Specialties and Population Focus Areas

NPs don’t train as generalists. Each one certifies in a specific population focus that defines the patients they can see:

  • Family/Across the Lifespan: treats patients of all ages, the most common NP specialty
  • Adult-Gerontology (Primary Care or Acute Care): focuses on adults and older patients, managing chronic diseases or acute hospital-based conditions
  • Pediatric (Primary Care or Acute Care): covers newborns through adolescents
  • Psychiatric-Mental Health: diagnoses and treats mental health conditions, including prescribing psychiatric medications
  • Neonatal: provides care for critically ill or premature newborns
  • Women’s Health/Gender-Related: covers reproductive and gynecologic care

After completing their degree, NPs must pass a national certification exam in their chosen population focus before they can practice.

Practice Authority and Prescribing

One of the most important things to understand about nurse practitioners is that their legal authority varies dramatically depending on where they work. States fall into three categories.

In full practice states, NPs can evaluate patients, diagnose conditions, order tests, and prescribe all medications (including controlled substances) without any physician involvement. This is the model recommended by the National Academy of Medicine and the National Council of State Boards of Nursing. In reduced practice states, NPs must maintain a career-long collaborative agreement with a physician in order to provide some or all elements of care. In restricted practice states, NPs need ongoing supervision, delegation, or team management from a physician.

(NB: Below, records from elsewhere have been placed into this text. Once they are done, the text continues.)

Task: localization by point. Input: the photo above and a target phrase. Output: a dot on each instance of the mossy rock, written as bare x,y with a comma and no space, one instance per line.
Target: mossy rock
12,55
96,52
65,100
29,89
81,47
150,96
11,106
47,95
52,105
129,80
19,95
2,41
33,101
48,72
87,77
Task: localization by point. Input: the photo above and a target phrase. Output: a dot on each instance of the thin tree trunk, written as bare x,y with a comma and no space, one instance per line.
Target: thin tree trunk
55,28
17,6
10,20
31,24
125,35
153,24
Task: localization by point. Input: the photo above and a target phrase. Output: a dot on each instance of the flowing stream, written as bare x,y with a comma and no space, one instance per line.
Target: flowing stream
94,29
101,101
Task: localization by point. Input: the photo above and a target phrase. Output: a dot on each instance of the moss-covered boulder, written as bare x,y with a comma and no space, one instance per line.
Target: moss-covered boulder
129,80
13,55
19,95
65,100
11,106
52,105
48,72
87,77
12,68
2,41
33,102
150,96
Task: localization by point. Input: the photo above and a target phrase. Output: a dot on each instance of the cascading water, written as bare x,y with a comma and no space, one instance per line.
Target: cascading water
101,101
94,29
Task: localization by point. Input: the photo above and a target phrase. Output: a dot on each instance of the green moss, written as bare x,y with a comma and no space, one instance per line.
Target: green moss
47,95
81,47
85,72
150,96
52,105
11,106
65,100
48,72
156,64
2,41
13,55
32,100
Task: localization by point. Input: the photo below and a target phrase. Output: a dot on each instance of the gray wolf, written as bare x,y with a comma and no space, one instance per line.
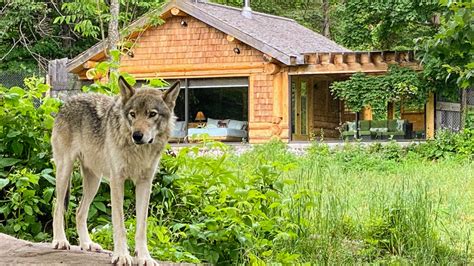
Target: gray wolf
117,138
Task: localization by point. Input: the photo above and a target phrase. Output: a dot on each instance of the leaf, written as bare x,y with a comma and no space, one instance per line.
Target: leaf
28,210
4,162
17,227
3,182
100,205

Prescribing authority follows the same pattern. In states with full authority, NPs prescribe independently. In others, certain classes of medications, particularly controlled substances, may require a physician’s signature or be off-limits entirely. Prescription drug monitoring programs also vary by state, adding another layer of regulation around controlled substance prescribing.

Quality of Care Compared to Physicians

A large study of primary care patients in the Veterans Affairs system compared outcomes between patients assigned to NPs and those assigned to physicians. The results were strikingly similar. Among patients with diabetes, about 88% in both groups achieved adequate blood sugar control. Blood pressure control rates for patients with hypertension were nearly identical: 72.1% for NP patients versus 72.9% for physician patients. Cholesterol management in patients with heart disease showed no meaningful difference either.

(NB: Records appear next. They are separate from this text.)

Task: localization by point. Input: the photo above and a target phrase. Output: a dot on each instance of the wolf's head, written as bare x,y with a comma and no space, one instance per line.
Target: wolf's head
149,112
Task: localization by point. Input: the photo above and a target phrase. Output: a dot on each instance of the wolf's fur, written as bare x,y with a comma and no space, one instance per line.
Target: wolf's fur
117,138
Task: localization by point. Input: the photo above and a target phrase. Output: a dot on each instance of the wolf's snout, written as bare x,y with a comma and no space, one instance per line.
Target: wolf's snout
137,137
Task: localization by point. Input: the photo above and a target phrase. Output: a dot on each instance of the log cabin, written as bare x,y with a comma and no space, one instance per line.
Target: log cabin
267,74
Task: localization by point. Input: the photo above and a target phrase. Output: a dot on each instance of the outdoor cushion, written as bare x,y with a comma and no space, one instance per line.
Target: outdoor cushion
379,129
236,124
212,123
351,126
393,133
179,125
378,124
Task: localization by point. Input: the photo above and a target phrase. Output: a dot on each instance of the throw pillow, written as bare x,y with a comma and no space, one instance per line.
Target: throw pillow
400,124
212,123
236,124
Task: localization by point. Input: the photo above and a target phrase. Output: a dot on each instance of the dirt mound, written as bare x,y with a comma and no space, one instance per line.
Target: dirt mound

NP-assigned patients actually had slightly fewer hospitalizations overall and fewer hospitalizations for conditions that good outpatient care should prevent. Differences in total healthcare costs between the two groups were not statistically significant. The malpractice rate for NPs sits at just 1.1%, which is notably low compared to medicine overall.

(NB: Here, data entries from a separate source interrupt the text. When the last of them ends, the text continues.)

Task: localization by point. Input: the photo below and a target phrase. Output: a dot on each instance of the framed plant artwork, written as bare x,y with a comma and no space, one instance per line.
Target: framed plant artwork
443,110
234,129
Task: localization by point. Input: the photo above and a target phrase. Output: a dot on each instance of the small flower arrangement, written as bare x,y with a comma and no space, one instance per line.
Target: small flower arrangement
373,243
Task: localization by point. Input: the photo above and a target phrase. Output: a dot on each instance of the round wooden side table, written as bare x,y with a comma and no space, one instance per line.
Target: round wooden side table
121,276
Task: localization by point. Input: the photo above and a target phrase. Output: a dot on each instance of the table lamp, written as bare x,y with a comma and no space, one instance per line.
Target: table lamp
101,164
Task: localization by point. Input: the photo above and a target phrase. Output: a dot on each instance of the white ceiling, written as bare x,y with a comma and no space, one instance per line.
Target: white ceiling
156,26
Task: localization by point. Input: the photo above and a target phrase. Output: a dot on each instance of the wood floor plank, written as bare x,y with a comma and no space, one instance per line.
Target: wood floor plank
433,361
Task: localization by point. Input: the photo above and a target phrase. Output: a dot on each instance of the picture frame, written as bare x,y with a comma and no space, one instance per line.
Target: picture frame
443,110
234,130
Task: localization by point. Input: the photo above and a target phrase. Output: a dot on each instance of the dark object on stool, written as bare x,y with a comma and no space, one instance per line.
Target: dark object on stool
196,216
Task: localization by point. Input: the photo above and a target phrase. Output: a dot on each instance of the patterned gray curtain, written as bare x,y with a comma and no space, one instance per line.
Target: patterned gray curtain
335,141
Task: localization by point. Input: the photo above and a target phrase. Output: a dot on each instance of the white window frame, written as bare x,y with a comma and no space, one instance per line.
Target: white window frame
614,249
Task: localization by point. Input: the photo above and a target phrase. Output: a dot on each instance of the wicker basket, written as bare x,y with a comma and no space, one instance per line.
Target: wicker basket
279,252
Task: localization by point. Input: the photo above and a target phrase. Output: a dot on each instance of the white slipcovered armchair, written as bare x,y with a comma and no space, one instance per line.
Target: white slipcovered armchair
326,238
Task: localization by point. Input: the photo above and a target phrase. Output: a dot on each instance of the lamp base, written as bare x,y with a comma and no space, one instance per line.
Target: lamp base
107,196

NPs in Rural and Underserved Areas

Nurse practitioners play an outsized role in communities that struggle to attract physicians. Research from the Healthforce Center at UCSF shows that NPs, particularly those in primary care, are more likely than physicians to practice in rural areas. They’re also more likely to relocate to rural communities and to stay once they’re there. The NP profession was born out of this exact need: in 1965, nurse Loretta Ford and pediatrician Henry Silver created the first NP program at the University of Colorado specifically to address a nationwide shortage of physicians in rural areas.

Salary and Job Growth

The median annual salary for nurse practitioners was $129,210 as of May 2024. Job growth projections are exceptionally strong. The Bureau of Labor Statistics projects NP employment will grow 40% between 2024 and 2034, adding roughly 128,400 new positions. That growth rate far outpaces the average for all occupations, driven largely by an aging population, expanded insurance coverage, and the ongoing need for primary care providers in underserved communities.